Sunday 15 February 2009

The Fatal Bean

I finished reading Agatha Christie's "Curtain", in which Hercule Poirot fights his final battle. Agatha Christie was always a great fan of poison, having worked in a dispensary as a young woman, and in this book the posion in question is physostigmine. As the book explains, this comes from the calabar bean, which comes from tropical Africa.Some of the native tribes used this bean to determine the guilt or innocence of persons accused of heinous crimes, such as murder, or witchcraft. The accused ate some of the beans, and if he or she died from the poison, then they were guilty. If instead they managed to throw up before it took effect, then they were acquitted.

There are obvious advantages to this form of justice - they must have saved a fortune on lawyers and jails, even if it wasn't very just.

In the book, the fatal poison is, appropriately enough, administered using the product of another deadly bean - coffee. I know that some of you have been advised to give it up on medical grounds (as opposed to coffee grounds), and you may be wondering what to do with any of the stuff that might be lying around your house. Well, wonder no more, because here is the latest in eco-tecnology... the printer that uses coffee instead of ink.
This printer won some kind of green award, and will be especially useful to those of you who have been forced to give up the evil deadly drink, replacing it with decaff, or vodka, or some such thing. Though having to prepare brew ups for your printer might be a little irksome.

Presumably the eco-deskjet doesn't take milk or sugar, and it doesn't say whether you can have colours. Other than brown. I'm also willing to bet that it's not very good and gets clogged up with dried coffee. After all, it's only a first attempt, and it will probably need development and productization. Which it won't get, since the printer companies presumably make most of their money selling ink cartridges. It would be cheaper for me to buy a new printer than buy replacement cartridges for my budget deskjet.

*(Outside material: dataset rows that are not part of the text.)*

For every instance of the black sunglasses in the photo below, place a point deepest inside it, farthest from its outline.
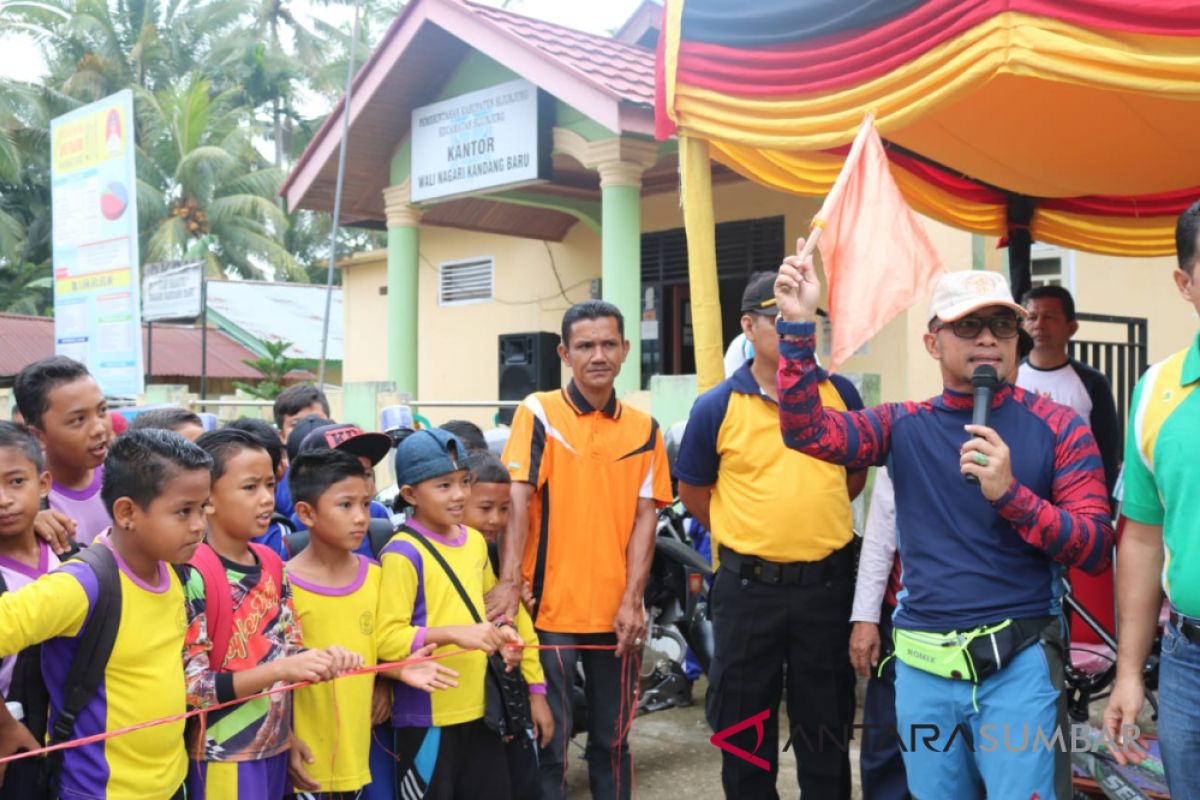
(969, 328)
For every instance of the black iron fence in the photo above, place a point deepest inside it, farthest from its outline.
(1122, 361)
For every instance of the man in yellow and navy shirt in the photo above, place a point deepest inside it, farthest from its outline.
(588, 473)
(784, 531)
(1161, 545)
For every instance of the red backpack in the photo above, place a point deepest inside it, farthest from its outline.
(219, 595)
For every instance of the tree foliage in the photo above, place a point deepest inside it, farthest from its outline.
(217, 90)
(274, 367)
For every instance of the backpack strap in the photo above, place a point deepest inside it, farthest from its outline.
(95, 644)
(294, 542)
(282, 521)
(219, 595)
(379, 533)
(271, 565)
(445, 567)
(217, 602)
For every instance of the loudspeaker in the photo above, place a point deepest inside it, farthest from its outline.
(528, 364)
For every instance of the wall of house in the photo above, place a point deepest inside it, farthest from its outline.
(459, 352)
(459, 349)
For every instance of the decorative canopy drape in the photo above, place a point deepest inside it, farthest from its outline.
(1069, 121)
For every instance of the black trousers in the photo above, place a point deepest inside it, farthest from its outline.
(469, 763)
(880, 763)
(765, 636)
(610, 767)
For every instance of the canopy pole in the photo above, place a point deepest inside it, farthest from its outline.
(337, 199)
(1020, 244)
(696, 194)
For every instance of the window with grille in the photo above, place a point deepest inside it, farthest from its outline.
(1053, 266)
(466, 282)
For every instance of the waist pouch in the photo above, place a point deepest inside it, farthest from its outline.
(969, 655)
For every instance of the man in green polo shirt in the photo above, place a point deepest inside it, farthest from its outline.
(1162, 542)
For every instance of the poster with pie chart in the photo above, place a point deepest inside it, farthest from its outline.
(97, 317)
(113, 200)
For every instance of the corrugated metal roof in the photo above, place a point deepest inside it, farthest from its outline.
(177, 349)
(291, 312)
(624, 70)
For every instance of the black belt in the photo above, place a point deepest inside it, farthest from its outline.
(791, 573)
(1189, 629)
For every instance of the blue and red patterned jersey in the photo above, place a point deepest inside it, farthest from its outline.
(966, 561)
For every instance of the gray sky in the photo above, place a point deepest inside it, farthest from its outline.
(23, 60)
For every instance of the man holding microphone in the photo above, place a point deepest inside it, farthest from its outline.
(988, 516)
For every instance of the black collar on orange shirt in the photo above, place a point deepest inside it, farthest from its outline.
(581, 405)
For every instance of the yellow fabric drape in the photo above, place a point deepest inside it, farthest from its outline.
(696, 187)
(1011, 42)
(1144, 236)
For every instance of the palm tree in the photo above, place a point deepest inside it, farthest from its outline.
(25, 289)
(205, 191)
(24, 199)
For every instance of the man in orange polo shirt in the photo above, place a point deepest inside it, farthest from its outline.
(588, 474)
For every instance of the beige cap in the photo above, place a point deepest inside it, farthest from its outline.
(957, 294)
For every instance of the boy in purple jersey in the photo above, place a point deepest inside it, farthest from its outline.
(67, 413)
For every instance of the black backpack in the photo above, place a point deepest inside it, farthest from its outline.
(379, 533)
(33, 779)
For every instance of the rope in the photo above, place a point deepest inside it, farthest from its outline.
(276, 690)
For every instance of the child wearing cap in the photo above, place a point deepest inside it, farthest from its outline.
(318, 433)
(442, 743)
(487, 511)
(336, 595)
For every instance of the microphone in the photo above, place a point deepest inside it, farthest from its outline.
(984, 382)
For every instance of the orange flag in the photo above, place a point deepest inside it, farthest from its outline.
(877, 258)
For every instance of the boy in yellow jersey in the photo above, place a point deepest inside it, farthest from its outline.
(155, 487)
(443, 745)
(336, 593)
(487, 511)
(243, 636)
(24, 558)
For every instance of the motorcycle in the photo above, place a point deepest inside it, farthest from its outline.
(677, 611)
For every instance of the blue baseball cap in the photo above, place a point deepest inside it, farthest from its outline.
(427, 453)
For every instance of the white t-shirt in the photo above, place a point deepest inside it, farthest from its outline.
(1061, 384)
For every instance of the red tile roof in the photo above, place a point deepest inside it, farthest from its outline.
(624, 70)
(177, 349)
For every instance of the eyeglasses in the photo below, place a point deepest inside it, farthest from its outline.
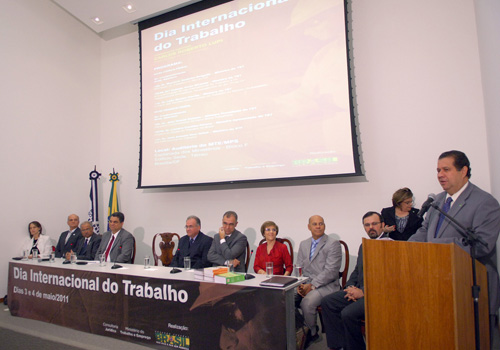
(371, 224)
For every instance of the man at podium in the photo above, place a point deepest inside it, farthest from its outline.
(470, 206)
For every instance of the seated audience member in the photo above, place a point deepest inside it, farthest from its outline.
(272, 251)
(88, 245)
(41, 243)
(320, 258)
(401, 220)
(194, 245)
(344, 310)
(117, 244)
(69, 239)
(229, 245)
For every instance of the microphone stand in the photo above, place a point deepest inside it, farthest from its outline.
(472, 239)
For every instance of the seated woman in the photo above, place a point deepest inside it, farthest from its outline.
(37, 241)
(273, 251)
(401, 220)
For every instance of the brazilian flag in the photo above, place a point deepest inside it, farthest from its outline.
(113, 196)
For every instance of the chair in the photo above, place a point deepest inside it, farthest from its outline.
(342, 278)
(284, 241)
(166, 246)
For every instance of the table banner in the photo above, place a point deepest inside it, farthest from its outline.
(156, 312)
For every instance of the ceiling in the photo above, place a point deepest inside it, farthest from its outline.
(112, 12)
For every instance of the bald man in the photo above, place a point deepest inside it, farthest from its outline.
(320, 258)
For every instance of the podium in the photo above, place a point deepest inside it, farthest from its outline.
(419, 296)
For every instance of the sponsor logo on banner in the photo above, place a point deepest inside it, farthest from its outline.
(174, 340)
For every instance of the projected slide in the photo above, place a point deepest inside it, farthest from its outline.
(247, 90)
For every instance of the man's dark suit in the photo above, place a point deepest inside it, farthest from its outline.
(341, 317)
(475, 209)
(89, 251)
(234, 248)
(62, 248)
(198, 251)
(414, 223)
(122, 249)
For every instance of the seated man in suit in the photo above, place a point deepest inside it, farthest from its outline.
(117, 244)
(229, 245)
(88, 245)
(194, 245)
(473, 208)
(320, 258)
(69, 239)
(343, 310)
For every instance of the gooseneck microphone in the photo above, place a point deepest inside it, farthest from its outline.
(426, 205)
(247, 275)
(115, 265)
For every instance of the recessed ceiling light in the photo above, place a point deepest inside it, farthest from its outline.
(129, 8)
(97, 20)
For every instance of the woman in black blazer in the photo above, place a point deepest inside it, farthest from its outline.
(401, 220)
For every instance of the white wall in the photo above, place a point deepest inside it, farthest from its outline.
(418, 90)
(50, 98)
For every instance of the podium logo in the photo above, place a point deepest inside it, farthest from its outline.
(174, 340)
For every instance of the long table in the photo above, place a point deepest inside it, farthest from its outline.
(152, 306)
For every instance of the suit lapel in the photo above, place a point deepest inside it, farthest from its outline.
(318, 247)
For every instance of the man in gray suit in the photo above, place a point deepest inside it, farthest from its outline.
(320, 258)
(68, 240)
(229, 245)
(117, 244)
(88, 245)
(470, 206)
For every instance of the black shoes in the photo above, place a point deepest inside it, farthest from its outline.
(311, 339)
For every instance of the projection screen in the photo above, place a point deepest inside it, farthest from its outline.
(246, 91)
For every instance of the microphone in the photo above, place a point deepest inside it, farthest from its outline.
(426, 205)
(176, 270)
(247, 275)
(115, 265)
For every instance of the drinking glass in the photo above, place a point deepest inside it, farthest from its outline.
(102, 259)
(269, 269)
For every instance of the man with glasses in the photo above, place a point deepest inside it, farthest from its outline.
(194, 245)
(88, 245)
(229, 245)
(320, 257)
(117, 244)
(343, 311)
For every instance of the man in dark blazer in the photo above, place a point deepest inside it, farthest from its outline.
(69, 239)
(229, 245)
(117, 244)
(470, 206)
(343, 311)
(88, 245)
(320, 257)
(194, 245)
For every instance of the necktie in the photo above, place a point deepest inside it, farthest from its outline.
(446, 208)
(109, 246)
(313, 249)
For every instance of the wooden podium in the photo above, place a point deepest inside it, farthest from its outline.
(419, 296)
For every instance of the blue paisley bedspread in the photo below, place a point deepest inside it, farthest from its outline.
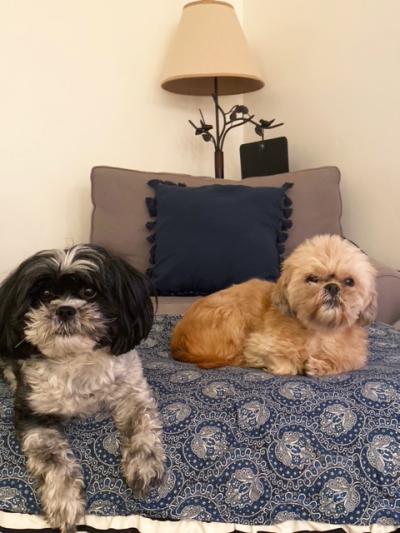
(245, 446)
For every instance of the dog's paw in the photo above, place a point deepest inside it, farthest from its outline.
(143, 473)
(65, 507)
(319, 368)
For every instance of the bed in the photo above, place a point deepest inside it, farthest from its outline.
(247, 451)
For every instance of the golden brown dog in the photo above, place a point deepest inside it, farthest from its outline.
(311, 321)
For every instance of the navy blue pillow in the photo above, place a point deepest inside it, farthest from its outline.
(207, 238)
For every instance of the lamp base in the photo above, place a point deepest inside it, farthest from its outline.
(219, 164)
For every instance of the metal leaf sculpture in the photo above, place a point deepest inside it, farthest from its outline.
(238, 115)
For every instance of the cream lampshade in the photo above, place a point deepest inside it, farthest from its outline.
(209, 55)
(209, 43)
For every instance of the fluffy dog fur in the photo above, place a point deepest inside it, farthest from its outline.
(311, 321)
(69, 321)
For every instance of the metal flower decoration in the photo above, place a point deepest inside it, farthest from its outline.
(238, 115)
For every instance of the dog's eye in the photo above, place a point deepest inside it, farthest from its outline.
(88, 293)
(47, 295)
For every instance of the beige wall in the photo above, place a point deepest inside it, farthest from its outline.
(79, 86)
(333, 73)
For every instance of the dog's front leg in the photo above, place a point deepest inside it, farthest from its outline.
(51, 462)
(136, 417)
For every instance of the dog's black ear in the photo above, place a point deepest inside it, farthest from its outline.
(13, 306)
(132, 292)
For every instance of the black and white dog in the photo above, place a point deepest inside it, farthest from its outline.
(64, 317)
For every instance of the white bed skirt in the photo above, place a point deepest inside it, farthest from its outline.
(16, 521)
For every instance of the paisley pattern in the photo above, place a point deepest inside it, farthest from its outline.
(244, 446)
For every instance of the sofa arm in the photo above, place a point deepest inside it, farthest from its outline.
(388, 286)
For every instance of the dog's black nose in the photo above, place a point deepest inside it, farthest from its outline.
(65, 312)
(332, 289)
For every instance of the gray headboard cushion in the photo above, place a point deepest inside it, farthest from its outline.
(120, 213)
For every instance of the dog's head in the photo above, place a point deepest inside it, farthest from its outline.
(327, 282)
(60, 302)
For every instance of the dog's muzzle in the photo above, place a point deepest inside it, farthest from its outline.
(65, 313)
(332, 294)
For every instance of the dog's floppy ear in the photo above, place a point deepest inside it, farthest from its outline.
(368, 314)
(132, 292)
(13, 306)
(279, 296)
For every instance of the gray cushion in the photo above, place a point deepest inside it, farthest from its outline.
(120, 214)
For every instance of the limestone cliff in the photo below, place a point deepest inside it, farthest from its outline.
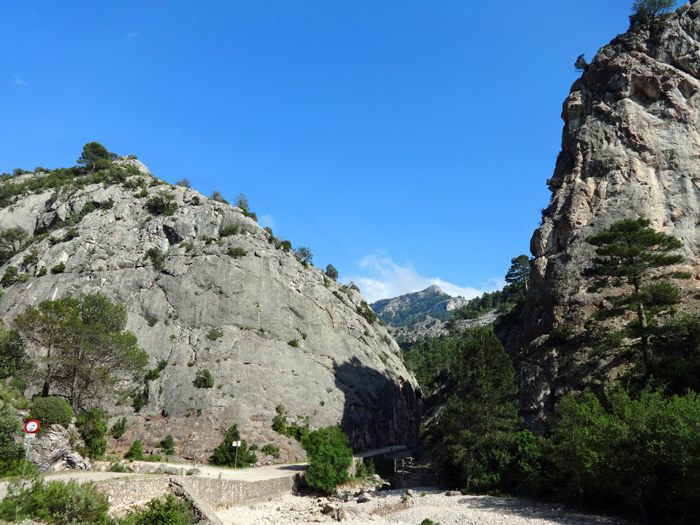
(630, 148)
(271, 330)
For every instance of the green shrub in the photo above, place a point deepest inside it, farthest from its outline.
(152, 374)
(13, 358)
(271, 450)
(168, 510)
(135, 452)
(139, 398)
(10, 276)
(11, 452)
(236, 252)
(203, 379)
(71, 234)
(118, 467)
(329, 456)
(50, 410)
(231, 229)
(225, 454)
(162, 204)
(118, 428)
(640, 454)
(168, 445)
(56, 502)
(157, 257)
(215, 333)
(93, 427)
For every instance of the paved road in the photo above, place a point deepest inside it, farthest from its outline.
(206, 471)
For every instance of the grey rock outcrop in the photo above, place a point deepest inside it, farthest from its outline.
(630, 148)
(414, 307)
(51, 451)
(431, 328)
(270, 330)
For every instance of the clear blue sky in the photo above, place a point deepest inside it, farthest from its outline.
(405, 142)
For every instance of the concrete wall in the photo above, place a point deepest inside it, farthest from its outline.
(235, 493)
(124, 494)
(134, 492)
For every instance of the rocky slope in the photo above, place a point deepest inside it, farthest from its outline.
(343, 370)
(414, 307)
(630, 148)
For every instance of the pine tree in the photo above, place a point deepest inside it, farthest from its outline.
(627, 252)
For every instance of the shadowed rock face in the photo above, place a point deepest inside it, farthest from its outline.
(258, 302)
(630, 148)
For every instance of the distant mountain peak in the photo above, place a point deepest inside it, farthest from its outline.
(413, 307)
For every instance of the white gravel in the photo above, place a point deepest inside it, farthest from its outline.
(400, 507)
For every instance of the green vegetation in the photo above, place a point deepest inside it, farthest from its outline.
(216, 195)
(56, 502)
(135, 452)
(271, 450)
(157, 257)
(651, 12)
(12, 241)
(51, 410)
(11, 451)
(168, 510)
(95, 156)
(203, 379)
(304, 254)
(480, 420)
(225, 454)
(168, 445)
(118, 428)
(639, 454)
(329, 456)
(86, 347)
(627, 252)
(214, 334)
(296, 430)
(236, 252)
(13, 359)
(92, 426)
(431, 361)
(331, 272)
(231, 229)
(162, 204)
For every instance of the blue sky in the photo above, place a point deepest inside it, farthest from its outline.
(405, 142)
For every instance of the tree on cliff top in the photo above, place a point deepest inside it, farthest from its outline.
(86, 347)
(96, 156)
(627, 251)
(649, 11)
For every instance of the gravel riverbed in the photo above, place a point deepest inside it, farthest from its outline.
(409, 507)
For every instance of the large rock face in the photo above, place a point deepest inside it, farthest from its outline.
(342, 370)
(630, 148)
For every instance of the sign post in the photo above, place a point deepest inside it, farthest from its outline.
(236, 444)
(30, 427)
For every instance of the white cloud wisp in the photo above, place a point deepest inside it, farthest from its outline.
(382, 278)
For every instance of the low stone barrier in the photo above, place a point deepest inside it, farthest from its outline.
(236, 493)
(124, 494)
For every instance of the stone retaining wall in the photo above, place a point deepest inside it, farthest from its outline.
(236, 493)
(124, 494)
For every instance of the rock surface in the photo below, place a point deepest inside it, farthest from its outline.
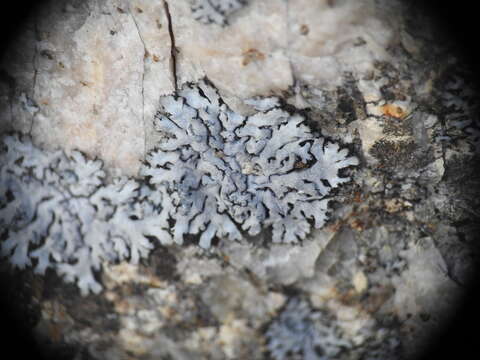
(397, 254)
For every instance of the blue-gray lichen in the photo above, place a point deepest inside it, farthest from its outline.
(217, 173)
(301, 333)
(215, 11)
(57, 209)
(222, 169)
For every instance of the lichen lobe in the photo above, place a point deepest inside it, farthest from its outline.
(222, 169)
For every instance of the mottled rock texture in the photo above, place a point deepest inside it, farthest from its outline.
(392, 262)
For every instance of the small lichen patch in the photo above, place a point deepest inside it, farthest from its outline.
(274, 171)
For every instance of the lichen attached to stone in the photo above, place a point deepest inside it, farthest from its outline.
(215, 11)
(57, 210)
(217, 173)
(221, 169)
(301, 333)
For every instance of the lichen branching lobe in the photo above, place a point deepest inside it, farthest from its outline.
(216, 174)
(224, 171)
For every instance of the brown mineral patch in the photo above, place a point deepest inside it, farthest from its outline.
(252, 55)
(304, 29)
(393, 111)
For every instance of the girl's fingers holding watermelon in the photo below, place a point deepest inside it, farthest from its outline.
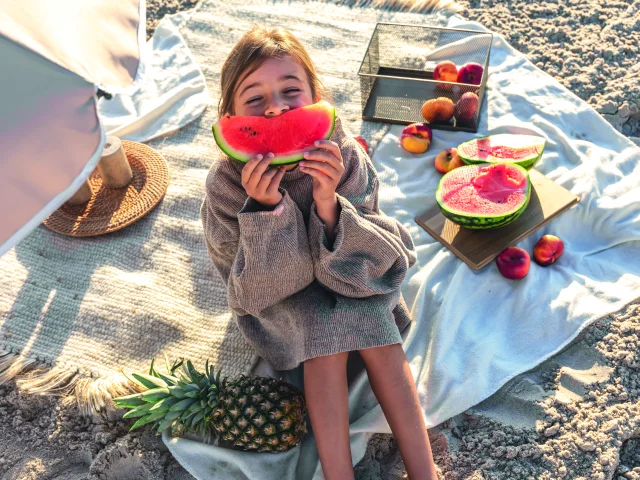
(330, 146)
(324, 156)
(248, 168)
(275, 181)
(266, 179)
(324, 167)
(258, 171)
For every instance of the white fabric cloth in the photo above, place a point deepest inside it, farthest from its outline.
(169, 93)
(475, 330)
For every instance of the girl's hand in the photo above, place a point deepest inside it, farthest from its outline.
(326, 167)
(261, 182)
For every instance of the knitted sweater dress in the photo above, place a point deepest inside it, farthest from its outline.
(293, 296)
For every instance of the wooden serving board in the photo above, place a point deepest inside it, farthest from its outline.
(477, 248)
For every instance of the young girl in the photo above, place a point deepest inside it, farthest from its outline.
(313, 268)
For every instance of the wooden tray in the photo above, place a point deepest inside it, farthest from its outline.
(477, 248)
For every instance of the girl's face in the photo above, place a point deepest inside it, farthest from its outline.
(277, 86)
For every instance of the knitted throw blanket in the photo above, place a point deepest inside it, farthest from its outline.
(76, 311)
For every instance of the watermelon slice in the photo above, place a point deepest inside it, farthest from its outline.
(523, 150)
(287, 136)
(484, 196)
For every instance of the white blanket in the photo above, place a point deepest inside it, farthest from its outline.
(170, 90)
(472, 331)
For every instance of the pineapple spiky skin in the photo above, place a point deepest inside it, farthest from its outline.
(260, 413)
(253, 413)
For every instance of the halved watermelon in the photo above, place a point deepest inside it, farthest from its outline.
(523, 150)
(484, 196)
(287, 136)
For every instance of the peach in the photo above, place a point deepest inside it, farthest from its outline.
(438, 110)
(547, 250)
(513, 263)
(447, 160)
(446, 71)
(466, 107)
(470, 73)
(416, 138)
(362, 141)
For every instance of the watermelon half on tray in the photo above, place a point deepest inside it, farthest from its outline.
(484, 196)
(523, 150)
(287, 136)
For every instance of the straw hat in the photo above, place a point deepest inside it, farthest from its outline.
(109, 209)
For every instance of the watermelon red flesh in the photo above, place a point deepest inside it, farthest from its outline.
(287, 135)
(484, 196)
(525, 150)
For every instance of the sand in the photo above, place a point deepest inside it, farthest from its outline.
(576, 416)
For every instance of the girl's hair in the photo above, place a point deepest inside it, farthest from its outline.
(254, 48)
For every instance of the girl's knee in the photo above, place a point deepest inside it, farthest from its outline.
(394, 349)
(328, 360)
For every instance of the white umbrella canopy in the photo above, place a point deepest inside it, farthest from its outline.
(54, 56)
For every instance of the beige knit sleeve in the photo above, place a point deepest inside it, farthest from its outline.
(262, 254)
(371, 251)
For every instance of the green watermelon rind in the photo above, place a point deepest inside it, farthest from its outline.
(278, 160)
(527, 162)
(482, 221)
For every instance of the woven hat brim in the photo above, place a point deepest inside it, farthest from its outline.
(110, 210)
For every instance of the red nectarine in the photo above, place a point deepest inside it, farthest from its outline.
(547, 250)
(438, 110)
(416, 138)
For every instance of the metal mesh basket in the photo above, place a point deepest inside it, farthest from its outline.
(396, 74)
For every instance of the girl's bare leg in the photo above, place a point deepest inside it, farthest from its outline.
(392, 382)
(327, 397)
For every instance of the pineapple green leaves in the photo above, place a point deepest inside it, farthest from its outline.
(252, 413)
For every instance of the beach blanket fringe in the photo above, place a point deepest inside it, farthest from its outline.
(92, 394)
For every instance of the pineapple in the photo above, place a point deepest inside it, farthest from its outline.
(254, 413)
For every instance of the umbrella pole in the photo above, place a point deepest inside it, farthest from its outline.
(114, 167)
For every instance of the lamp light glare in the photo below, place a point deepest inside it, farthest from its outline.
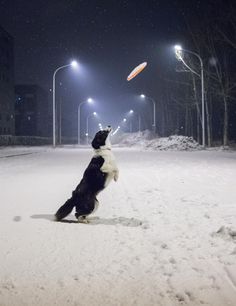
(74, 64)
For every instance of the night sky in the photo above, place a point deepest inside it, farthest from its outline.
(108, 38)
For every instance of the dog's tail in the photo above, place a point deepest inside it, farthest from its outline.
(64, 210)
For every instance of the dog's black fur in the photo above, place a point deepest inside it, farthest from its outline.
(94, 180)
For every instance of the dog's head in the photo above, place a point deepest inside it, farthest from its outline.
(102, 140)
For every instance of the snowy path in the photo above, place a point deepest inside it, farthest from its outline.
(153, 240)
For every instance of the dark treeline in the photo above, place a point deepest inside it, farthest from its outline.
(210, 33)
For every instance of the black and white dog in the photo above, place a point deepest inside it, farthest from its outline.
(100, 171)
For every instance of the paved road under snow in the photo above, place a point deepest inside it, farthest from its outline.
(164, 234)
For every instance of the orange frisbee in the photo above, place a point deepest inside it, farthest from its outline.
(136, 71)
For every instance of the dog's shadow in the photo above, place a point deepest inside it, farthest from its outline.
(131, 222)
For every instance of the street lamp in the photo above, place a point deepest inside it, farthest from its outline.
(142, 96)
(87, 121)
(179, 55)
(89, 100)
(74, 65)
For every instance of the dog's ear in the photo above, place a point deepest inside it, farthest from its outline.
(95, 144)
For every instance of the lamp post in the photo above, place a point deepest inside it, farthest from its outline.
(73, 64)
(89, 100)
(178, 52)
(87, 122)
(154, 109)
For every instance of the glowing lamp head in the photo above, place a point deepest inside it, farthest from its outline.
(178, 52)
(74, 64)
(177, 48)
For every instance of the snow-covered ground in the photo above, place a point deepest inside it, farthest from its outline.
(164, 234)
(147, 141)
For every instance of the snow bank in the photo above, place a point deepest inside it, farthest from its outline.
(147, 140)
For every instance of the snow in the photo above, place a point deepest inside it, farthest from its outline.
(146, 140)
(164, 234)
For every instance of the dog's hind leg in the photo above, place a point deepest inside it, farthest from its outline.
(65, 209)
(87, 208)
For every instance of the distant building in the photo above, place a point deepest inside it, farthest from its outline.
(7, 116)
(31, 111)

Another problem is that the cost of coffee will rise even higher, if people start pouring it into their printers as well as drinking it. Perhaps there might be better things to use. Blood springs to mind, as there are readily renewable sources close to hand, though you'd really have to be a serious eco warrior to buy a bloodjet.

Personally, I'm going to stick with ink. At least for the time being.

6 comments:

Unknown said...

First! And gloating with it!

Unknown said...

Writing in blood is a bit 80's. I seem to recall Jon Bon Jovi wrote his lyrics like that. Or is it just me?

Jean Knee said...

you'd have a big problem of people licking their documents when they need a jolt a java.

everything would smear

I'm against it too.

Brian o vretanos said...

Chris:

Someone else's blood would be best - I'm sure that there are plenty of impecunious students who would fill your printer up with theirs for a tenner, so you'd be helping the environment and contributing to the next generation's education all at once.

Jean Knee:

I hadn't thought of that. Maybe they should use edible paper, and you could just eat the whole thing when you were done with it.

Super Happy Girl said...

I, for one, welcome our new green printer overlords!

Bee said...

I could not be trusted with anything printed with ink. I would be licking paper all over the place which could become embarrassing... for Andy.